Large applications get rewritten all the time.

The failure rate is pretty high, but there are also lots of successes.

Two key factors for success are:
- realistic approach: realistic scope, realistic time frame and
   realistic budget
- good team - latest and greatest development methodology can not
   make a bad team succeed - people with skills and experience are
   needed for big projects

The idea of a 1:1 port is usually bad. Yes - you can implement the
exact same flow of your Cobol application in Java/C++/Go/C#,
but that only solves a language problem not an architecture problem.
You need to re-architect the solution: from ISAM to RDBMS,
from vertical app scaling to horizontal app scaling, from 5x16 to
7x24 operations etc..

And that is the problem with the incremental rewrite - it lean
more to existing architecture than changing architecture. The
strangler pattern is rarely practical to implement.

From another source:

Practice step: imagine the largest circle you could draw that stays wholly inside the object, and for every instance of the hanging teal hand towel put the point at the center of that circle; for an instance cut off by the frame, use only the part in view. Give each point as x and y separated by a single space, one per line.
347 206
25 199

As an example of a success story Morgan Stanley recently told
that they rewrote 9 million lines of Cobol using a LLM. But smart
people - they did not let the LLM auto-convert the code (that
would likely have resulted in a big mess) - instead they
let the LLM document the code and produce requirements for the
new code.

> Reworking a project of the scale of OpenVMS — easily a decade-long 
> freeze — and for little benefit to VSI.

True. It is difficult to see the business case for that.